The International Monetary Fund estimates that its economy’s current account deficit, which relies on remittances and external financing, will approach $2 billion by 2025.

But bitcoin’s approval has put the country at odds with multilateral creditors like the IMF, finance minister Alejandro Zelaya said at https://www.reuters.com/article/us-el-salvador-economy-exclusive/exclusive -el- salvador-seeks-imf-finance-sees-golden-opportunity-for-economy-finance minister-idUSKBN2AW1GV says last year that the government was looking for $1.3 billion.
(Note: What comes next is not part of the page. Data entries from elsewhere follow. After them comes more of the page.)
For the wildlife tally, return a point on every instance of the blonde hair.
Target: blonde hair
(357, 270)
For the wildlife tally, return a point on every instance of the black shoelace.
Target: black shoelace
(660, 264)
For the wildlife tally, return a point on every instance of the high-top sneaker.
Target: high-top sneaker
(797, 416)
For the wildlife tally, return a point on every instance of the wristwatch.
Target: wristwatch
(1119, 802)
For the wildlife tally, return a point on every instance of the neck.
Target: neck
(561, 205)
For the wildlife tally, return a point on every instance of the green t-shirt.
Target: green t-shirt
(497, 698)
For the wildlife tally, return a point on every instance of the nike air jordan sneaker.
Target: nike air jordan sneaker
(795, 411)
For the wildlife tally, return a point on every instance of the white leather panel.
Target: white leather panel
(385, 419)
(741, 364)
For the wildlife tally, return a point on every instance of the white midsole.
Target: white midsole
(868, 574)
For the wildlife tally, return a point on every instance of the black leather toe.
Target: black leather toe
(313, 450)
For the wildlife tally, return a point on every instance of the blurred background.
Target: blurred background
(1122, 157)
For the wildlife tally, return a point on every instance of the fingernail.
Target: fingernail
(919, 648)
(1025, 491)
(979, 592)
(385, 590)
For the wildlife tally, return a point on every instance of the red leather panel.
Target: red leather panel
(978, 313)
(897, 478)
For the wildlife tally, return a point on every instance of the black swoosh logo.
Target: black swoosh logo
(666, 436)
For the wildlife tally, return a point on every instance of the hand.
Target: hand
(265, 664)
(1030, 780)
The fund advised El Salvador to abandon bitcoin altogether. Any agreement for a line of credit must address risks, including “those related to the acceptance of bitcoin as legal tender, as well as risks related to economic governance,” an IMF official said Wednesday.

Rating agencies have warned that bitcoin’s adoption could facilitate money laundering and, crucially, bitcoin’s risk has given bond investors another reason to demand higher yields.

As of Wednesday, they were looking for a record premium of 2,445 basis points on US Treasury bills.

Bukele’s moves to centralize power, from removing all top judges from the country’s highest court to obtaining permission to run for immediate reelection despite constitutional term limits, have helped to increase the risk premium .

“If there is no potential for dividends from bitcoin growth or innovative bitcoin financing, then the Bukele administration will have to prioritize spending and identify financing options,” said Siobhan Morden, head of bitcoin. Fixed Income Strategy in Latin America at Amherst Pierpont.

Reuters’ calculations of a $36 million paper loss in bitcoin, enough to make at least some of those coupon payments, are based on Bukele’s tweets and an estimate of prices on buy dates. The government has spent about $104.2 million on 2,301 units that are now worth just $67.9 million at Wednesday’s volume-weighted average price.

The country must pay $329 million in interest on its international bonds this year, as well as $800 million from a bond that matures in January.

ICEFI’s Castaneda listed financing options, including Central American and Latin American development banks — CABEI and CAF, respectively — as possible solutions to fund the $800 million payment in January. Another option, he said, is to nationalize the country’s pension fund to cover the tax deficit — which could be done by transferring savings from the public into a government account.

A restructuring of El Salvador’s debt is “inevitable” if the country continues with the “current political panorama,” said Polina Kurdyavko, head of emerging markets at BlueBay Asset Management. “El Salvador’s debt can be sustainable with the right (IMF) program. But they must act now.”

The country’s finance minister, Zelaya, declined to comment on this story.

Salvadoran bonds trade between 43.5 cents and 34 cents on the dollar, excluding the 75 cent maturity in January, signaling cautious optimism about the country’s ability to make that payment.

According to data from S&P Global, the cost of insuring investors against a Salvadoran government debt rose over the next five years to its highest level since 2020.